November of 17th, 2016, for ever got registered as the day of my headstand. Sirsasana, the king of asanas as they may call it, the inverted asana that not only demands your complete attention but also needs you to conquer your fears, the one that entrusts in you enough power, boosts your confidence and tightens your hold on your practice of yoga asanas, all of this was attained in my regular practice of yoga on that very day. Reaching this milestone in my practice was an outcome of precisely seven months of patience, perseverance and practice, in that particular order.
My instant reaction to this was almost losing control on my breath making it difficult to hold the position for long. That feeling of what just happened was so unbelievable that I had to gather tremendous energy to stay focused on my action. And I did. For the next 45 seconds, I did it.
What this essentially means is that now I have completed my sequence of 12 basic asanas. I wouldn’t be dying without standing upside down at least once in my life. I practice what I preach. My teacher training course in Yoga has fully yielded now. For those who know me well, also know what it meant to me. I am full of gratitude and feel blessed by my gurus who would gave me immense positivity to make this happen for myself.
Though headstand in itself is no milestone in your practice of yoga (there are no milestones, you just do what you can!), but advancing the practice is a huge feel good factor in itself. Just like me, there are many out there who are motivated to advance their practice but are reluctant to give up on their psychology. Hence, the practice of sirsasana becomes a must in letting go of your fears.

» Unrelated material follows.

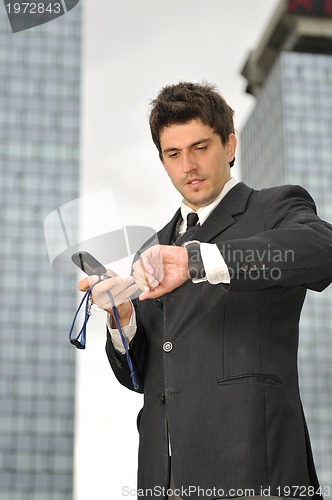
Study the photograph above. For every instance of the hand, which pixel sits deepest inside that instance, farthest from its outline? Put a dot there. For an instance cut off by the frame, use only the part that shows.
(121, 290)
(160, 269)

If I go back to my days when I constantly struggled for the posture, I see that it made me angry on myself, there were even days when I have trusted others more than me to reach there but all of it seems irrelevant today. There is a certain level of calm that should come from within, the energy should be positive and the time has to be right. Nothing happens before the right time. Losing patience is perhaps the biggest mistake that I have learnt from. After many trials and failures I did realize the hard fact that good things come to those who wait. From then on, I waited. I waited but I didn’t give up. Of course, I lost my patience time and again but on one given day calm took upon me and what a delightful day it was.
The consistency in practice gives me an empowerment that I can make my practice stronger and better. One small step in the right direction becomes a reservoir of hope and motivation. And so it becomes important to keep ourselves pepped about these little achievements in our daily practice of yoga. And so I say, let your daily stance of yoga surprise you!